查看 getS3method('as.dist', 'default') 的代码，我看到它使用 ans <- m[row(m) >col(m)] 需要创建与输入具有相同维度的 row 和 col 矩阵.

Looking at the code for getS3method('as.dist', 'default'), I see that it does the calculation using ans <- m[row(m) > col(m)] which requires the creation of row and col matrices of the same dimensionality as the input.

我想我可以使用 此处 中的算法对此进行改进，以生成下三角形的索引.这是我使用这种方法的尝试.

I thought I might be able to improve on this using the algorithm from here to generate the indexes of the lower triangle. Here is my attempt using this method.

as.dist.new = function(dm, diag = FALSE, upper = FALSE) {
  n = dim(dm)[1]
  stopifnot(is.matrix(dm))
  stopifnot(dim(dm)[2] == n)
  k = 1:((n^2 - n)/2)
  j <- floor(((2 * n + 1) - sqrt((2 * n - 1) ^ 2 - 8 * (k - 1))) / 2)
  i <- j + k - (2 * n - j) * (j - 1) / 2
  idx = cbind(i,j)
  remove(i,j,k)
  gc()
  d = dm[idx]

  class(d) <- "dist"
  attr(d, "Size") <- n
  attr(d, "call") <- match.call()
  attr(d, "Diag") <- diag
  attr(d, "Upper") <- upper
  d
}

这适用于较小的矩阵.这是一个简单的例子:

This works fine on smaller matrices. Here's a simple example:

N = 10
dm = matrix(runif(N*N), N, N) 
diag(dm) = 0

x = as.dist(dm)
y = as.dist.new(dm)

然而，如果我们创建一个更大的距离矩阵，它会遇到与 as.dist 相同的内存问题.

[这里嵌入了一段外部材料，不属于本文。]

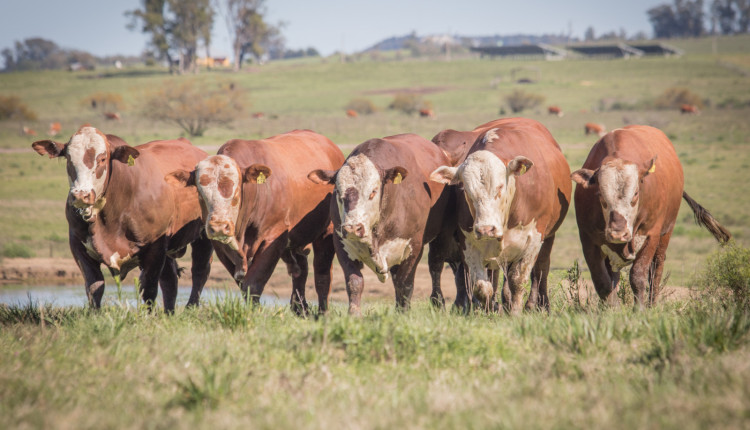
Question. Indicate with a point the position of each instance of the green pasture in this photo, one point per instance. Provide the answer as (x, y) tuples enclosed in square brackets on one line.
[(226, 365), (713, 147)]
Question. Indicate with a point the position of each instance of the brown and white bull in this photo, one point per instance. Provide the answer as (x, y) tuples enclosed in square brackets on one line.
[(260, 207), (627, 197), (516, 195), (121, 212), (445, 248), (385, 210)]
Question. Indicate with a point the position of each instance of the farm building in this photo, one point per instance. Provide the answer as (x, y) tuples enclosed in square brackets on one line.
[(619, 50)]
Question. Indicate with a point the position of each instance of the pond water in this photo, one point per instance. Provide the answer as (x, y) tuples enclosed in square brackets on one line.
[(75, 295)]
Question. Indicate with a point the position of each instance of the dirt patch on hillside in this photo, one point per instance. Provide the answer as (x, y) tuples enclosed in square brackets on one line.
[(408, 90), (64, 271)]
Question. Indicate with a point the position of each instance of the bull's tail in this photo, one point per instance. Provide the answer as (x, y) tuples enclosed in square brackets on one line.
[(704, 219)]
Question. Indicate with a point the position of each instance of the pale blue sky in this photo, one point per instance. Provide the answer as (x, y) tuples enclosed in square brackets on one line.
[(98, 26)]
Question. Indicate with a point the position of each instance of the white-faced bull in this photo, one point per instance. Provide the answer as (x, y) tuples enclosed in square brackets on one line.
[(123, 214), (385, 210), (259, 207), (627, 197)]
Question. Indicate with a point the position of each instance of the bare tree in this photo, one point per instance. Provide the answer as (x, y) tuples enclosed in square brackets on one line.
[(249, 30)]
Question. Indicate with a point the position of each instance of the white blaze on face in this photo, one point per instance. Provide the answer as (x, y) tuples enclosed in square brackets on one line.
[(219, 185), (358, 188), (618, 195), (489, 191), (87, 155)]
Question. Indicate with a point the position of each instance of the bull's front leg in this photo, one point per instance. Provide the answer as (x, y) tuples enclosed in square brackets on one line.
[(355, 282), (201, 252), (261, 268), (403, 280), (91, 270), (481, 288)]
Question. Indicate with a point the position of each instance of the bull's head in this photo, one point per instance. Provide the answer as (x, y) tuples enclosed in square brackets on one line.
[(88, 154), (219, 181), (618, 183), (489, 185), (358, 190)]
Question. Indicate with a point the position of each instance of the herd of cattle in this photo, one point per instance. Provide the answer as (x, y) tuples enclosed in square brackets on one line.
[(485, 200)]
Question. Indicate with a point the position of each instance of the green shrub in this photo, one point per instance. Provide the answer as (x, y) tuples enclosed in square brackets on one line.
[(520, 100), (409, 103), (362, 106), (726, 277), (674, 97), (11, 107), (17, 250)]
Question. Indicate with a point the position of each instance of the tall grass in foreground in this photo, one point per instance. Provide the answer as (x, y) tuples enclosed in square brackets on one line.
[(228, 365)]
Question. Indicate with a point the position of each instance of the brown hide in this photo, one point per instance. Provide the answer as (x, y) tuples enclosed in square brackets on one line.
[(287, 202), (542, 193)]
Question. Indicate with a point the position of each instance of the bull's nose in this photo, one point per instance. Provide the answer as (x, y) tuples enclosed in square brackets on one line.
[(487, 231), (218, 227), (85, 197), (618, 236), (358, 229)]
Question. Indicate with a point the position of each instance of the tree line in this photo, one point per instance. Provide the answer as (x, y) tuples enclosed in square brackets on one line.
[(693, 18)]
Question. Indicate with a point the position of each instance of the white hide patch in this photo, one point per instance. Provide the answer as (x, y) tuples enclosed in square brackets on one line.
[(360, 174), (87, 144), (210, 175), (390, 253), (618, 183), (483, 176)]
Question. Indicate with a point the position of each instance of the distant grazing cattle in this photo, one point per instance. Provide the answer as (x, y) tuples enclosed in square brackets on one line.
[(592, 128), (385, 210), (627, 197), (516, 194), (259, 207), (54, 129), (121, 212), (689, 109)]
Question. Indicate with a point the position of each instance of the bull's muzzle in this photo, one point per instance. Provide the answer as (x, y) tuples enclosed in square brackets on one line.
[(355, 229), (218, 228), (83, 198), (487, 232)]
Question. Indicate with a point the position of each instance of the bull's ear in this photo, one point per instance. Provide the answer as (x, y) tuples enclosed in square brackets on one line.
[(445, 175), (48, 147), (125, 154), (584, 177), (323, 177), (395, 175), (257, 174), (649, 167), (181, 178), (519, 165)]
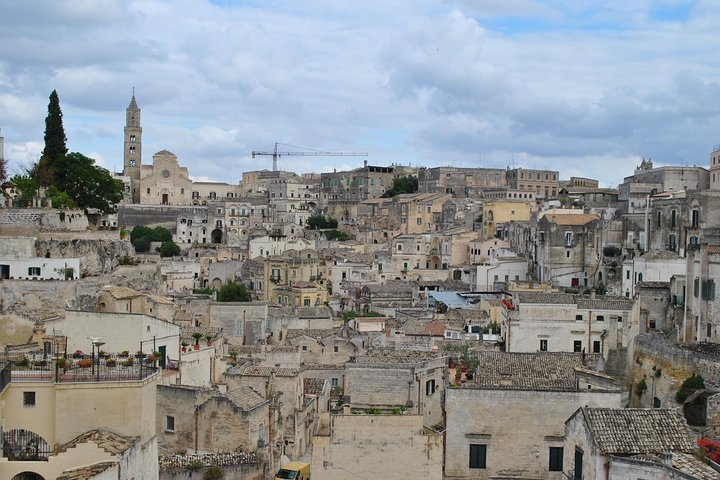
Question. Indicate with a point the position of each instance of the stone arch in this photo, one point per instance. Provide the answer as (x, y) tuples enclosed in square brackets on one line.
[(28, 476), (25, 445)]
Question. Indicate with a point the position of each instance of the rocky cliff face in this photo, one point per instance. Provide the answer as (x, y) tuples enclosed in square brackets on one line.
[(96, 256)]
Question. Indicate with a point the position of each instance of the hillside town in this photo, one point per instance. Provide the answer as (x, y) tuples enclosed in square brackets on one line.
[(382, 322)]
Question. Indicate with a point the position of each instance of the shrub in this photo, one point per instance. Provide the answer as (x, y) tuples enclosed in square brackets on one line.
[(692, 383), (214, 473)]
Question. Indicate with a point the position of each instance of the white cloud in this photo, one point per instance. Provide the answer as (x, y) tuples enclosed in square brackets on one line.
[(571, 83)]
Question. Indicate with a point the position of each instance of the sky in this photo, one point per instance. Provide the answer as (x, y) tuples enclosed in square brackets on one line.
[(583, 87)]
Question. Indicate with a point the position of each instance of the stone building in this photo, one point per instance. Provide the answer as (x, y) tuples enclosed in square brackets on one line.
[(385, 378), (460, 182), (544, 183), (48, 433), (567, 248), (630, 443), (387, 446), (562, 322), (536, 391)]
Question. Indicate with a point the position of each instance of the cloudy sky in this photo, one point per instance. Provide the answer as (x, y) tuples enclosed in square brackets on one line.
[(580, 86)]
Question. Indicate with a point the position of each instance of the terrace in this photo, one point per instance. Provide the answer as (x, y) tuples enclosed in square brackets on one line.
[(84, 368)]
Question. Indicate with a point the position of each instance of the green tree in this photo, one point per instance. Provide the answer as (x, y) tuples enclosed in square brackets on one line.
[(55, 143), (319, 221), (403, 184), (168, 249), (161, 234), (27, 187), (233, 292), (91, 186), (335, 234), (142, 244)]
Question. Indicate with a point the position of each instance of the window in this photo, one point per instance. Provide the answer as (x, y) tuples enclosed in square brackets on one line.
[(28, 399), (578, 464), (695, 218), (169, 423), (430, 387), (478, 453), (556, 459)]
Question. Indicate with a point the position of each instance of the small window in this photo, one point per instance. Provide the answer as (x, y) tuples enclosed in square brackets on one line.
[(556, 459), (478, 453), (169, 423)]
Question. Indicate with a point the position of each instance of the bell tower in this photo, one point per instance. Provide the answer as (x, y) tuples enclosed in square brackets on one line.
[(132, 153)]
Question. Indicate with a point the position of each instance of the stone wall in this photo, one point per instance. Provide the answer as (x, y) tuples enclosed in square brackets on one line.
[(96, 256), (235, 466), (164, 215), (664, 366)]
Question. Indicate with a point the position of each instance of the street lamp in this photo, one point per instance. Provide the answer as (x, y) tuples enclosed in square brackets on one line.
[(97, 342)]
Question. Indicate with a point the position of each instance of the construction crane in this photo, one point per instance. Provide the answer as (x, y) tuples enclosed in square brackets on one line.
[(311, 153)]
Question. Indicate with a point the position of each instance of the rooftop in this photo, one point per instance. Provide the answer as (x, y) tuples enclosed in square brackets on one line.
[(530, 371), (630, 431)]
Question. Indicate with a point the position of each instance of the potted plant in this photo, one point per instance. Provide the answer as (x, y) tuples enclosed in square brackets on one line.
[(85, 363), (197, 336)]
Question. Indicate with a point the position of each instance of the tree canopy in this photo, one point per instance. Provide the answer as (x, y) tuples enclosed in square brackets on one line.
[(89, 185), (169, 249), (55, 143), (404, 184), (319, 221), (233, 292)]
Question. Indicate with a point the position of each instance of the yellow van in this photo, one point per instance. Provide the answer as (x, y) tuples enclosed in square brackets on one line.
[(294, 471)]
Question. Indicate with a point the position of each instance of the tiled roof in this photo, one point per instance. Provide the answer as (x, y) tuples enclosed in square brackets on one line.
[(258, 371), (120, 293), (388, 356), (313, 386), (530, 371), (571, 219), (245, 398), (604, 303), (541, 297), (586, 302), (109, 441), (310, 332), (87, 472), (653, 285), (638, 430)]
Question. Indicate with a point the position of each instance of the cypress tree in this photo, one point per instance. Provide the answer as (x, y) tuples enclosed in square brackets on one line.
[(55, 148)]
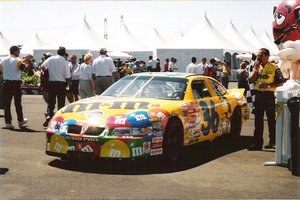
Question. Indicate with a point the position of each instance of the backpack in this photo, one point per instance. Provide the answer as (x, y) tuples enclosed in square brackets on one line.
[(209, 71)]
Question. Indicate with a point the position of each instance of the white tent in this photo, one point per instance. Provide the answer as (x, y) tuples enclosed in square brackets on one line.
[(203, 36), (118, 54), (82, 37), (252, 37), (35, 43), (265, 37), (125, 41), (4, 45), (79, 41), (232, 34), (202, 41), (155, 40)]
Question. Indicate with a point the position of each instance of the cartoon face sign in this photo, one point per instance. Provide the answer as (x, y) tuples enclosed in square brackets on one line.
[(286, 21)]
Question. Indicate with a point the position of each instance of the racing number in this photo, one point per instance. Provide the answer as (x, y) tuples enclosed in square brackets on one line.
[(210, 117)]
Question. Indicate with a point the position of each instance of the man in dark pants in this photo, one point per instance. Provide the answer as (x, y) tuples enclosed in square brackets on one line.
[(11, 66), (59, 75), (267, 76)]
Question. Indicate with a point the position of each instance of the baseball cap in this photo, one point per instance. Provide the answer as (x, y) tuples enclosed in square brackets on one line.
[(103, 50), (14, 48)]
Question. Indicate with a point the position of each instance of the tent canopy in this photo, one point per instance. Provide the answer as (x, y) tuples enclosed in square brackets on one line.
[(203, 36)]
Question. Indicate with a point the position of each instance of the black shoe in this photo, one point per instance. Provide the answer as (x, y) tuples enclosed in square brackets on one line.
[(270, 146), (46, 122), (255, 147)]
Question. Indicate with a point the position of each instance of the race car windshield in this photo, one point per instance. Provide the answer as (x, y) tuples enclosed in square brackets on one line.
[(148, 87)]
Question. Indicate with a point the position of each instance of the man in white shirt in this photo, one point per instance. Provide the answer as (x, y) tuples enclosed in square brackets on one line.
[(152, 65), (73, 87), (191, 68), (104, 70), (59, 76), (11, 67), (200, 68)]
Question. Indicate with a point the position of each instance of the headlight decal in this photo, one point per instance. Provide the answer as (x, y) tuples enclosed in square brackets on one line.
[(139, 119)]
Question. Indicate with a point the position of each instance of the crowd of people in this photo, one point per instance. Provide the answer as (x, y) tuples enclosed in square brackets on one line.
[(216, 69), (62, 77)]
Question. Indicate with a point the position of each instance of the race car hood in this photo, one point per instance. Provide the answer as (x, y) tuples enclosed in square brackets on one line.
[(105, 111)]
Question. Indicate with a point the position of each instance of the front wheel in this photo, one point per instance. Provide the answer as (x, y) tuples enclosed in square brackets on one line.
[(173, 140)]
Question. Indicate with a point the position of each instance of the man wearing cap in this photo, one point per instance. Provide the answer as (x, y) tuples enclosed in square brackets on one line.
[(103, 72), (59, 75), (11, 67)]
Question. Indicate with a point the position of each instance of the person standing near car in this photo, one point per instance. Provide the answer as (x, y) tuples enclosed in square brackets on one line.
[(191, 68), (84, 72), (11, 67), (103, 72), (59, 76), (266, 76), (73, 94), (226, 73)]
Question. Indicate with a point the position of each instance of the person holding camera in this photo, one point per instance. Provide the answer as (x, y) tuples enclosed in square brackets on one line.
[(266, 76), (59, 76), (11, 67)]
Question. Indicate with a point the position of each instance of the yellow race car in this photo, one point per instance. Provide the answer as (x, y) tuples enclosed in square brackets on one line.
[(145, 115)]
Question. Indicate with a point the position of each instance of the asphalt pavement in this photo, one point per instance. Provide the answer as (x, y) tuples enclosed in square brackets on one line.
[(218, 170)]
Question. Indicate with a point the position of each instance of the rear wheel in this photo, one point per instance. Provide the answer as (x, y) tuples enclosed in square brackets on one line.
[(236, 123), (173, 140)]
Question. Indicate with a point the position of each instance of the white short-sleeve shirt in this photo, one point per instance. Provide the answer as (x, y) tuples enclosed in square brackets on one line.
[(11, 69), (58, 68), (103, 66)]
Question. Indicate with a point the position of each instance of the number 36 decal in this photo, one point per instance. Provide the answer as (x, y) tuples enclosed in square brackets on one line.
[(210, 117)]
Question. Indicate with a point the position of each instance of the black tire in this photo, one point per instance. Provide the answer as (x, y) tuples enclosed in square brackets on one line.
[(173, 140), (236, 124)]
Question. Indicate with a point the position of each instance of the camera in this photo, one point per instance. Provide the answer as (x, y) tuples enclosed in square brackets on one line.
[(259, 58)]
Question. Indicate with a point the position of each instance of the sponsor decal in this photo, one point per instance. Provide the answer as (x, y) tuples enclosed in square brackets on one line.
[(115, 149), (156, 145), (157, 133), (137, 151), (139, 119), (80, 139), (146, 147), (84, 106), (155, 152)]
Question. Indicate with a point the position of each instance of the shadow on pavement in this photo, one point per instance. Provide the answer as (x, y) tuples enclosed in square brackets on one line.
[(3, 171), (193, 156), (23, 129)]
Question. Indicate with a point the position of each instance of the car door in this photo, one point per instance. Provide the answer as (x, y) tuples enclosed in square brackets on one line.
[(210, 109), (222, 107)]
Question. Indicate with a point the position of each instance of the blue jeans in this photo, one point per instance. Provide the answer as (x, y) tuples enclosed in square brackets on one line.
[(56, 89)]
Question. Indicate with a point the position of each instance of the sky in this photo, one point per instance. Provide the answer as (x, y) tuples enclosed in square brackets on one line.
[(20, 20)]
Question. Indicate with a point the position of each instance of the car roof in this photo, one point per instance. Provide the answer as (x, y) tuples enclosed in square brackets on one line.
[(168, 74)]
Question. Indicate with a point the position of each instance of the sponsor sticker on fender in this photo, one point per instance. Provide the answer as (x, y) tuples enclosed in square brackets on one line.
[(146, 147), (156, 145), (157, 139), (155, 152)]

However, if we create a larger distance matrix it runs into the same memory issues as as.dist.

例如此版本在我的系统上崩溃:

E.g. this version crashes on my system:

N = 73000
dm = matrix(runif(N*N), N, N)
gc() 
diag(dm) = 0
gc()

as.dist.new(dm)

有人建议如何更有效地执行此操作吗?欢迎使用 R 或 Rcpp 解决方案.NB 看着 this answer 到一个相关的问题(从 2 列位置数据生成全距离矩阵)似乎它使用 RcppArmadillo 可能可以做到这一点，但我没有使用它的经验.

Does anyone have a suggestion how to perform this operation more efficiently? R or Rcpp solutions welcome. NB looking at this answer to a related problem (generating the full distance matrix from 2-column location data) it seems that it may be possible to do this using RcppArmadillo, but I've got no experience of using that.

推荐答案

我目前的解决方案是直接从 lat 和 lon 向量计算 dist 对象，根本不生成中间距离矩阵.在大型矩阵上，这比传统"矩阵快数百倍.geosphere::mdist() 后跟 stats::as.dist() 的管道，并且只使用存储最终 dist 对象所需的内存.

My current solution is to calculate the dist object directly from lat and lon vectors, without generating the intermediate distance matrix at all. On large matrices, this is several hundred times faster than the "conventional" pipeline of geosphere::mdist() followed by stats::as.dist() and uses only as much memory as required to store the final dist object.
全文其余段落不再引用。